One of the best all-time jingles, according to a recent “Top 100 most memorable adverts” TV poll, was the one for Cadbury’s (yes, Cadbury’s) Smash potato.

Now, as we all know, any weekend in Prague spent collecting footage for a classy little retail number would merit a mid-80s position on that chart, but the Smash jingle was somewhat different.

It took the composer and a staff writer at a music publishing house all of 28 seconds to come up with the concept, write the music and lyrics and play it three or four times – just to make sure it worked. The old gent who was interviewed for the TV programme mused he was still getting paid for half a minute’s work that he did nearly 50 years ago. Bless him.

Perhaps the moral of the story is that jingles are really like musical catchphrases. They have to be of their time and somehow capture the moment if they want to capture our imaginations.

It even came full circle when the jingle for Coca-Cola had to be rewritten because the baying, paying public wanted to play it right up the charts. This is how “I’d Like to Teach the World to Sing” was born, and even knowing that it stems from blatant commercial hype doesn’t detract from its ability to transport us back to Wonder Years mode. It’s also a tremendous plus when the music behind a jingle gains enough recognition to see the artist benefit from the campaign too. Double sold.

Of course, just as flower power inevitably had to move over for power dressing, the jingle went through a long, cold period of being downmarket. You can blame Levis for this one. Their stunning advertising campaigns of the late 80s and early 90s demanded soundtracks, not jingles.

By juxtaposing elegant film-work against cult-classic songs they re-invented the use of music in advertising, and temporarily re-defined the place of advertising in popular culture. Suddenly, it was all right to be sold to, as long as it was entertaining and clever. And what about the genius that came up with the idea for the Levi’s advert compilation CD ... they were selling us the songs they used to sell us our jeans.

Are you feeling a little dizzy at this point?

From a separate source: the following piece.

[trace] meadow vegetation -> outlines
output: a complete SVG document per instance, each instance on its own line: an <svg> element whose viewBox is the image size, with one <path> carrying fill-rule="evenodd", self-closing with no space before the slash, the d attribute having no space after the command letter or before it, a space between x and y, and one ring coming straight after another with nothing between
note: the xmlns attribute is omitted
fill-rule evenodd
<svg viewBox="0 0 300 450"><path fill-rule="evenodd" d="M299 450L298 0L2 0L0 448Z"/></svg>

Some more than others navigated this move from catchy jingle to campaign theme track more smoothly. Personally, I find it works best when the brand is brave enough to leave the track alone, and let its ethos diffuse an association in consumers’ minds. Where it falls on its face is when embarrassing attempts are made to hi-jack a much-loved song completely and force a brand name somewhere in the chorus, or when the intent of the song itself is let down by the brand. One has to wonder, at times, whether the team at ASDA thought we were really all going to suddenly believe they were perfect.

Today, the Levis trend continues and it’s music performed independently of any watchful ad exec eye that makes its way into the campaigns today. A soundtrack to some of the mini-epics that paint you a thousand-word picture rather than sing you a song. The image sells the product now, but the music has a more lifestyle-aimed approach. If you identify with the music, maybe that particular product is the one for you. It’s a slight hark-back ... if we don’t win them on the ad, we’ll win them on the music. And maybe even music today is another way to see we’ve hit a bit of a creative cul-de-sac. We’re heading back to mixing some of the old stuff a new way.

Which is why, although some might say video killed the radio star and the jingle is dead, in reality it’s more likely to be sleeping. You still get the old stalwarts shining through. Some jingles have blossomed into signature tunes, for instance, Green Giant, whilst others have remixed and gone for the update on the classic such as Coco Pops.

There is now a growing trend for the use of powerful auditory signatures. I’m thinking of the Tesco “plink”, the Comet Sense click, and the Intel bing-bong. They provide signs that this medium is exploring itself a lot further and that our old friend the jingle is poised for a comeback.

So, if you’re thinking of gambling with a jingle in your next campaign, look at it as a marketing exercise-cum-fingerprint on every potential consumer out there. Get it right and they’ll be singing it on the buses, on the terraces, on EastEnders.

Let’s just hope the product it’s singing the praises of is actually good enough to buy!